VerifyWise 2.4: govern third-party AI, AI apps, and agents

VerifyWise 2.4 adds three new modules: the AI Trust Index grades third-party AI apps, the AI Apps inventory governs the tools your teams use, and Agent Control governs what AI agents do.

Most of the AI risk in your company is not in the models you trained. It is in the tools your teams already use, the third-party apps they signed up for last week, and the agents now writing code and moving files on their own.

The numbers back this up. In IBM's Cost of a Data Breach Report 2025, 63% of breached organizations had no AI governance policy in place to manage AI or rein in shadow AI, and 97% of those that suffered an AI-related security incident lacked proper AI access controls. Gartner, meanwhile, predicts that over 40% of agentic AI projects will be canceled by the end of 2027, often because of unclear value and weak risk controls. AI spreads through a company faster than governance catches up, and that gap is where most of the risk sits.

VerifyWise 2.4 is built to close that gap. This release adds three new modules and a set of supporting features that bring the same governance discipline to the wider surface of AI your organization runs on in practice: the apps it buys, and the agents it sets loose. Here is what shipped and how to use it.

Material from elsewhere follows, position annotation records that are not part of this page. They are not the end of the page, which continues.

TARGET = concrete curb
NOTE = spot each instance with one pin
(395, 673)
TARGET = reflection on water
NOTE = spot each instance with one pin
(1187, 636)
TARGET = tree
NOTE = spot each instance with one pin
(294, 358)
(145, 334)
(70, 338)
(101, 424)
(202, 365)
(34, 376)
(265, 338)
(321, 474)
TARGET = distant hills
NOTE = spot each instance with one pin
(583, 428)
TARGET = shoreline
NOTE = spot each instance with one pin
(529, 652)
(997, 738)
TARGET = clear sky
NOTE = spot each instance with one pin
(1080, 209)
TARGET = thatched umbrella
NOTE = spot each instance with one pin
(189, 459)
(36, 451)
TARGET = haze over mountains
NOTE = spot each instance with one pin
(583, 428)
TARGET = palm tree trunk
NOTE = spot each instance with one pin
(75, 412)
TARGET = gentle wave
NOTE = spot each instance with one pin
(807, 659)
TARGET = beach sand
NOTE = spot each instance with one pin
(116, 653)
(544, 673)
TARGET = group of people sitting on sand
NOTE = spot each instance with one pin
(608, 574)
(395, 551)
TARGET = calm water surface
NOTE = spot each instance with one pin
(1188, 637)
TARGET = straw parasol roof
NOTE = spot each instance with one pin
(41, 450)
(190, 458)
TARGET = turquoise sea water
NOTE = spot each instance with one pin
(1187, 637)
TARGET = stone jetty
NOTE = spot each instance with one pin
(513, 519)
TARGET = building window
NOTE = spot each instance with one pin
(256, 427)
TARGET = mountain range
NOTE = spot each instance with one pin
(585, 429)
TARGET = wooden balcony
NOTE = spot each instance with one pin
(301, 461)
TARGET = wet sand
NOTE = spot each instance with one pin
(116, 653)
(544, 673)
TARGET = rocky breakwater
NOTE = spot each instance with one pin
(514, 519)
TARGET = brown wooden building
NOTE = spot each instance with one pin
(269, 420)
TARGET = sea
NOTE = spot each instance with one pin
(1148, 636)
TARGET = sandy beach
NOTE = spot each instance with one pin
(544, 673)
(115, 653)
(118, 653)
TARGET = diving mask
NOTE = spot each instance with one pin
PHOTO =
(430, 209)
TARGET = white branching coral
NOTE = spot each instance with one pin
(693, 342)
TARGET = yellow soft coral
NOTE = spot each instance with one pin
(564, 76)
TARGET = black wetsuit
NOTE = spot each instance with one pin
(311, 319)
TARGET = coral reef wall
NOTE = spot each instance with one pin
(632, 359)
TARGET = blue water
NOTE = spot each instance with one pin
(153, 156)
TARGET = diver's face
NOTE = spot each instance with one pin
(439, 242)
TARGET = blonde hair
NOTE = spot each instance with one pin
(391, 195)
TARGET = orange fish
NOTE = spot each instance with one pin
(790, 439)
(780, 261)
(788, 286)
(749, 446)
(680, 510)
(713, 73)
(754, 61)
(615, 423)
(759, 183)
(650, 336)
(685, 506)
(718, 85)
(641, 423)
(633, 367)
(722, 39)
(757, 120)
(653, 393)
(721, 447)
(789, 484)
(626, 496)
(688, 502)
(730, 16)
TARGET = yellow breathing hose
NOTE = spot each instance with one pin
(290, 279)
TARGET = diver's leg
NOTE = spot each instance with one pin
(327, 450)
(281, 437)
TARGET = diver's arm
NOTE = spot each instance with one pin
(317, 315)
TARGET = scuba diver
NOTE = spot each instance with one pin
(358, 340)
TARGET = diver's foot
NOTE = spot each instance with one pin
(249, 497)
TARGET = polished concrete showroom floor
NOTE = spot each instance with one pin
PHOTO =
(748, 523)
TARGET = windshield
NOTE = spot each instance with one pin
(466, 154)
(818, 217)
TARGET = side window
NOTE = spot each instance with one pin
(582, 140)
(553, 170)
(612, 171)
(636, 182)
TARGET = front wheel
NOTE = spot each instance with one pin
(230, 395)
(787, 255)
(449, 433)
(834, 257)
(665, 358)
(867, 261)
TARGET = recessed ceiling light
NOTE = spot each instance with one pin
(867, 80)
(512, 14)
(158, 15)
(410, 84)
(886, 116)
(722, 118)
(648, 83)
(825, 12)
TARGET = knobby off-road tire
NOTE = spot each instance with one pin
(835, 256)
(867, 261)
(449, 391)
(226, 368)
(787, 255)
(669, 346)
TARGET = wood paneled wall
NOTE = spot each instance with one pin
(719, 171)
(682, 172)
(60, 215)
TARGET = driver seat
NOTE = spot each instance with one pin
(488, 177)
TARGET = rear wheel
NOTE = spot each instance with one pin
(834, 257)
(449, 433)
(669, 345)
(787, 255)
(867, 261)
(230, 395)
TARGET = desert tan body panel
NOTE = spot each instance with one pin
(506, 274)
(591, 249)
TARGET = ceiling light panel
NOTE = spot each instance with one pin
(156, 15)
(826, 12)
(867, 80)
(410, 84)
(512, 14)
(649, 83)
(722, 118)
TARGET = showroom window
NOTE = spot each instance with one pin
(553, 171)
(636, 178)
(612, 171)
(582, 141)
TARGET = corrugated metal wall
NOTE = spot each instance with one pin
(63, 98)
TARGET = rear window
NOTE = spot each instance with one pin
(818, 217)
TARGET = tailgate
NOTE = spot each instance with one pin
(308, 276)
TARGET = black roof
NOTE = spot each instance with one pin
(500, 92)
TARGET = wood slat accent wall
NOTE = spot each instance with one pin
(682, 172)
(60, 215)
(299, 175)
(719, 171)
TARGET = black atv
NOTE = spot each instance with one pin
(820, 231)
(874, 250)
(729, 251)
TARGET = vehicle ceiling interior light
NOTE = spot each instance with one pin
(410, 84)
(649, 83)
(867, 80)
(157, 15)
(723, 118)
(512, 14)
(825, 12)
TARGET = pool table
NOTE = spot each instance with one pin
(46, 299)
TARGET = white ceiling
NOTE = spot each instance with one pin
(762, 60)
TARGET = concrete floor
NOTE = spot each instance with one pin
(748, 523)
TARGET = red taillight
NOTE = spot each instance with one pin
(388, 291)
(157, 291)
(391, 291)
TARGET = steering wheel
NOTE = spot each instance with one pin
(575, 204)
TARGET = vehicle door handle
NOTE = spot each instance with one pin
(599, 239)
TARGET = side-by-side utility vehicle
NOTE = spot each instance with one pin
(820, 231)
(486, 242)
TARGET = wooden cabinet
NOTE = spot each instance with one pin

VerifyWise 2.4 release: govern third-party AI, AI apps, and AI agents

What is new in 2.4

2.4 is a major release with three new modules at its center. The AI Trust Index grades and tracks third-party AI apps. The AI Apps inventory governs the AI tools your own teams use. Agent Control governs what AI agents are allowed to do. Around those, the release adds custom fields, a deadline warning banner, Microsoft Entra ID single sign-on, and Spanish coverage across the application.

All three modules share one idea. For years, governance covered the models a company owned while the risk spread to AI it only used. 2.4 extends the same review, approval, and audit discipline to AI you did not build but still depend on.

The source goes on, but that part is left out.